The temperature of the telescope, no matter the type and the outside temperature, is another factor why you have issues seeing anything.


If you plan to observe the night sky when it is colder outside and take out your warm telescope, there will be condensation on the lenses or mirrors immediately. This is the cause of your problem.


The best practice is to take the telescope out one hour before you want to start stargazing. The telescope will cool down to prevent forming condensation on the optical parts. The bigger the telescope, the longer it needs to cool down.


But temperature fluctuations during the night can cause the same problem. That’s why astronomers and especially astrophotographers are using special dew heaters. These heaters cover some parts of the telescope to prevent dew from forming on the lenses and mirrors.


Your telescope is out of collimation – Newtonian telescope.

If you have a telescope with a mirror instead of lenses inside, you have a Newtonian reflector. These telescopes need to be collimated before you can see anything.


Commonly, the mirrors are slightly out of the collimation, and in this case, you will see the object in the eyepiece, but you will not be able to focus on it, and it will be blurry. All you need to do is slightly adjust the mirrors. 


But if it is pitch black in the eyepiece and you are 100% sure that the telescope is pointing at the bright moon, you have a bigger problem. The mirrors are way out of collimation. Now you have to fix it with some big adjustments to the mirrors.

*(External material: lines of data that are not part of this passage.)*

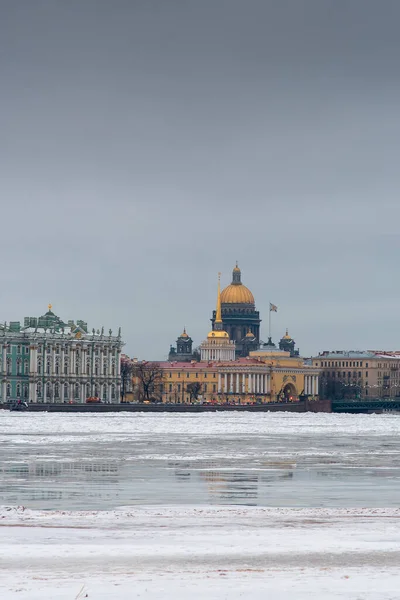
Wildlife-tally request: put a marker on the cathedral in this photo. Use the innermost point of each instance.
(240, 318)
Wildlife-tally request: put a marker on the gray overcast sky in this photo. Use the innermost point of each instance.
(146, 145)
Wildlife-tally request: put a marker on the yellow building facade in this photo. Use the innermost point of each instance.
(267, 374)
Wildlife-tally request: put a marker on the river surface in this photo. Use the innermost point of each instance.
(103, 461)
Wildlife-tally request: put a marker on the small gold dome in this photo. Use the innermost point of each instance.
(218, 334)
(237, 294)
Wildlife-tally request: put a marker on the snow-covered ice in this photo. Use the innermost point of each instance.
(200, 552)
(223, 506)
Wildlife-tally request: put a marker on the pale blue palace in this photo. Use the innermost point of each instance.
(48, 360)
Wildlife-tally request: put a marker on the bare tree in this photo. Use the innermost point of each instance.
(150, 380)
(194, 389)
(126, 376)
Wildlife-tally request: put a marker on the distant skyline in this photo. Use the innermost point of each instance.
(145, 146)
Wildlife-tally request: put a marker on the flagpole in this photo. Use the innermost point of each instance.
(269, 328)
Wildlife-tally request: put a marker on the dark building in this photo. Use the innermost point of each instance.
(240, 318)
(183, 351)
(288, 345)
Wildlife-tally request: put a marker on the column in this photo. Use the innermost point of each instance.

We use tools to collimate reflecting telescopes. You are screwed without them, and you need to buy them. The most used tools are laser collimator and Cheshire eyepiece. If you want to learn how to collimate a telescope, read my article How To Collimate Mirrors On Newtonian Reflector.


Your location – the light pollution.

The last issue can be your location. 

You set up the telescope, and everything is ok. You didn’t forget to remove the covers. The telescope is collimated, and the finderscope is aligned.


Let’s say you have a GoTo telescope, so you put in the object you want to see. The telescope slews and points to the target, but you see nothing. So you try pointing it to the moon, and everything is alright, and you can see it in the eyepiece. So you are now going back to the first object, and you still see nothing.


The problem here is light pollution. Especially, it is a problem when using the telescope in the big city. You can have the biggest telescope in the field, but in a highly light-polluted city sky, you are limited to only seeing the moon and some planets.


All other objects like galaxies and nebulae are so dim that without the proper dark skies, you can’t see them through the telescope.

This is the common problem people have, they buy a telescope to use in the city or other light polluted areas, and they are sad and disappointed that they can’t see anything through the telescope.


The problem is not the telescope but the seeing conditions because dark skies are the most important factor in stargazing. You can check the light pollution in your location on this map. The purple, red, and yellow areas are where you don’t want to use the telescope.


If you click on the map, the small popup window appears with the details about the location. The info you want to check is the Bortle class.


The Bortle scale has nine classes. Class one is the darkest sky available in the world, and class nine is the inner city skies. Here is the summary of all classes:

  1. Excellent dark-sky site
  2. Typical truly dark site
  3. Rural sky
  4. Rural/suburban transition
  5. Suburban sky
  6. Bright suburban sky
  7. Suburban/urban transition
  8. City sky
  9. Inner-city sky

Keep this in mind, and believe me, that under the Bortle class 1 and 2 skies, you don’t even need the telescope. It’s like being in space.